Lead Research Organisation: University of Kent
Department Name: Sch of Social Pol Sociology & Social Res

Abstract

"What does hair have to do with inequalities in social care and education?". This project aims to answer this question through an innovative qualitative study exploring how 'hair' and 'social care' intersect in the specific contexts of transracial adoption, mixed-race families and black pupils school exclusion in English secondary schools. Hair studies is a relatively under researched area, focussing mainly on hair as coded beauty practice in terms of gender, age, social class and racial identity. Yet there remains limited research on how hair care is more than beauty practice and can serve as a powerful way of understanding racial inequalities in social care and education. While there have been discrete studies exploring hair and care, there is yet to be coherent body of work bringing hair and care together in children and families' social work. This far reaching and ambitious set of work packages allow us to examine how hair care is conceptualised, practiced and produces structural inequalities through an examination of children and young people's experiences.

Aims and Objectives

1. To explore how hair care shapes experiences of black identity and belonging through a comparative study of children and families' perspectives' in the context of transracial adoption and mixed- race families in Kent and London.

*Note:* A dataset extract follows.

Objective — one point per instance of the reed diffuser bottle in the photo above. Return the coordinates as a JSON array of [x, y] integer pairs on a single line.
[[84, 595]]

2. To investigate school-based exclusions of black pupils in English secondary schools based on racialized presentation and black hair practice in Kent and Manchester.

The social problems the project addresses are of critical importance. In 2020, there were 80,080 looked after children, even as rates of adoption have fallen steeply since 2015 (DfE, 2020). Studies indicate that while Black and Asian care experienced children are a small percentage of all looked after children, they are much less likely to find a "forever family". Recent media accounts have also reported that English secondary schools are excluding Black children with natural hairstyles and subject them to disproportionate levels of discipline and control. In order to address the objectives outlined in the project, two distinct work packages have been designed using a range of qualitative methods.

Work package 1 explores the role of hair in understanding children and families' experiences of black identity and belonging by drawing on 30 interviews with black adoptees, parents, siblings and post-adoption social workers with up to 30 transracial adoption (TRA) and mixed-race family settings. Using a holistic approach all family members will be captured through interviews with the adoptees, siblings and individual interviews with parents. Comparing TRA and mixed-race families will help to highlight commonalities and differences in young people's experiences in biologically constituted and socially reconstituted families. Participatory methods will be used which will be accessible to children including interviews and asking them to take photographs of their everyday lives.

Work package 2 seeks to understand black pupils' experience of exclusion and belonging in secondary schools in Kent and Manchester, through interviews and focus groups with young people, school teachers and social work trainees in school settings. Six schools in Medway and Manchester will be sampled based on the racial and ethnic diversity of the schools. We will approach Head teachers, teachers unions and recruit pupils directly through social media. A total of 60 interviews (30 in Manchester and 30 in Medway) will be conducted with black pupils and teachers along with 15 focus group discussions to understand young people's peer group experiences. Young people will also be given cameras to record video diaries of their experiences of belonging in school settings.

This research project is significant in exploring racial inequalities in social care and education.